Wednesday, August 23, 2017

Success in Medical Education in the Era of Alternative Facts

This thoughtful article in the New England Journal of Medicine, by our very own Dr. Richard Wenzel, argues for the critical importance of teaching, inquiry, observation and reflection in medical education, particularly in an era of alternative facts where sound bites and reverence for patient throughput reign. 

Clinician-educators work under the pressures of increased revenue generation, frequently at the detriment of important intellectual and educational pursuits. Thought and reflection are undervalued. 

I fully agree.

As a Division Chair much of my job is to function as a steward of educational and academic opportunities so as to protect faculty time (typically 20%) for non-clinical work.  Setting reasonable RVU generation benchmarks is also important.This is not easy yet achievable.These structural mechanisms, along with mentorship, are necessary yet not sufficient for academic success.

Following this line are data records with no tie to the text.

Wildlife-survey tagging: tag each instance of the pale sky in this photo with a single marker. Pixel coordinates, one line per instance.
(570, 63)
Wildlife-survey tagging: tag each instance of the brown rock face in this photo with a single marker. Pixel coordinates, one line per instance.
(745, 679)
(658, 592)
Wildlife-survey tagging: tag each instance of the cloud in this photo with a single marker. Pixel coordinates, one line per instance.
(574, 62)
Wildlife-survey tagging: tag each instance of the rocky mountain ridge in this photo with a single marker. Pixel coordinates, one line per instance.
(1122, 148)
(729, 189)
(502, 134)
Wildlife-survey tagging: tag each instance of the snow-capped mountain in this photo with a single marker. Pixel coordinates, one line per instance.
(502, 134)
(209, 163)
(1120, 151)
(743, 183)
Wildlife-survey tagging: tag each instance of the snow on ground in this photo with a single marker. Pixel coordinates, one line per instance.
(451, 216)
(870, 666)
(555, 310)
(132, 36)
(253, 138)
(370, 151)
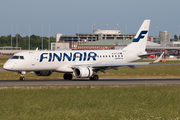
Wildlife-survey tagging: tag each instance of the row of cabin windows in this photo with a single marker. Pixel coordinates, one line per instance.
(109, 56)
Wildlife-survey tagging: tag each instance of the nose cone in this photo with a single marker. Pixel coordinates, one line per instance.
(7, 66)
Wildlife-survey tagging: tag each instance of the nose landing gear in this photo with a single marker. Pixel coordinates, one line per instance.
(94, 77)
(67, 76)
(22, 78)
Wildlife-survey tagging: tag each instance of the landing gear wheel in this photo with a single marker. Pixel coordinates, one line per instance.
(22, 78)
(67, 76)
(95, 77)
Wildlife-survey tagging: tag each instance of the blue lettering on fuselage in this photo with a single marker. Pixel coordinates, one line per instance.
(68, 56)
(140, 36)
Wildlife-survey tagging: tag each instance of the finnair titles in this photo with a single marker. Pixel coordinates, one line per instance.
(82, 63)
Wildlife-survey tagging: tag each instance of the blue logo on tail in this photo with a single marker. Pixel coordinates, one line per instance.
(140, 36)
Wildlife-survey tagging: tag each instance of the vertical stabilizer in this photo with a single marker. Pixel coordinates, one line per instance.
(139, 41)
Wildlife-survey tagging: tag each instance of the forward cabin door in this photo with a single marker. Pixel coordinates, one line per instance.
(33, 58)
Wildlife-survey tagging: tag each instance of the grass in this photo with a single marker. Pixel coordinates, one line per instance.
(90, 103)
(123, 72)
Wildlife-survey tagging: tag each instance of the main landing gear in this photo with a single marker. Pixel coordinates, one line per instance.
(94, 77)
(22, 78)
(67, 76)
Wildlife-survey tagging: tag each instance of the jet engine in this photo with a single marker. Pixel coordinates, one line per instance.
(43, 73)
(83, 72)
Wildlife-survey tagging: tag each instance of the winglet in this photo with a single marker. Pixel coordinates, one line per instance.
(158, 58)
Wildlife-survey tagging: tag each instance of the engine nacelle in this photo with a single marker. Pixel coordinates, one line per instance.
(82, 72)
(43, 73)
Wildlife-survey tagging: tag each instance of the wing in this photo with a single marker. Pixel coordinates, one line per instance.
(105, 66)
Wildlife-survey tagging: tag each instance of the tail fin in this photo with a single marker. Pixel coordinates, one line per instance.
(139, 41)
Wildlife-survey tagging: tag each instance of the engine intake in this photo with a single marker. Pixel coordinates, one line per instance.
(82, 72)
(43, 73)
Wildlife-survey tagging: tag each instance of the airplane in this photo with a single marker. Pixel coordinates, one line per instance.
(82, 63)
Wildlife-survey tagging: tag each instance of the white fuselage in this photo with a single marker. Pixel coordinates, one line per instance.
(61, 61)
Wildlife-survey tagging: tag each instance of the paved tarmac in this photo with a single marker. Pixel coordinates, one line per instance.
(86, 82)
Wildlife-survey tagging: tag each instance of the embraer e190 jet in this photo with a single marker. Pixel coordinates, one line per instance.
(82, 63)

Intrinsic motivation is key. 

There is little that can be done to motivate someone. As explored in the book Driveby Daniel Pink, highly functional people are driven by autonomy, mastery and purpose. Extrinsic motivators, such as more pay, prestige and enhanced benefits work less effectively.         

Spanish Nobel Prize winning physician, Santiago Ramon y Cajal published Reglas y Consejos Sobre Investigación Científica (1898), wherein he summarizes his observations and perspectives on medicine and scientific investigation. Many of the observations still ring true. Discovery is not necessarily a function of special talent, but a function of hard work, which creates talent, and, low achievement is less commonly from a lack of time and resources, it is more from a lack of willpower.


Intrinsically motivated faculty should be recruited, selected and celebrated. This will be fruitless without the appropriate environment to flourish.